For all types of automata, the start: and final: directives are required. The reject:, blank:, and bound: directives apply only to Turing machines and are optional.

Understand that these directives are considered special state names, so please avoid referring to these names when defining transitions. The final: and reject: directives can be used on multiple lines and will be aggregated. If the start:, blank:, and bound: directives are used on multiple lines, the lowest line (and its last listed element) will be used.

Command Execution

You didn't think this was just a silly acceptor/rejector, did you? For you real nerds out there, consider adding your own custom commands to any defined states. These commands are executed any time a state is transitioned to, meaning commands for the start state will not run immediately at the beginning.

By default, no commands will be executed. To enable command execution, use the -x parameter.

Syntax

Before or after you've defined transitions (if at all), you can put system commands in-between a $( ... ); statement. This command should inherit the environment of the shell you ran ./tmf in, but when in doubt you can always use full filepaths.

q0: 0>q1; $(echo hello);

Like the transition definitions themselves, mind the semicolon after the closing parentheses.
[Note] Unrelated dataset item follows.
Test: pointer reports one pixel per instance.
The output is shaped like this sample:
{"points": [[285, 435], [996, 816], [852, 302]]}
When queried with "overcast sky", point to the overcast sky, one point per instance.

Note: A previous version of this program always ran the commands via the default shell. Now, the shell is only used if explicitly invoked.

Quotes

Please take some time to understand what the following two sentences exactly mean:

  1. All characters between two matching quotes or between two curly braces { } are treated as a single argument.
  2. All characters following an unmatched quote or unclosed open curly brace will be ignored.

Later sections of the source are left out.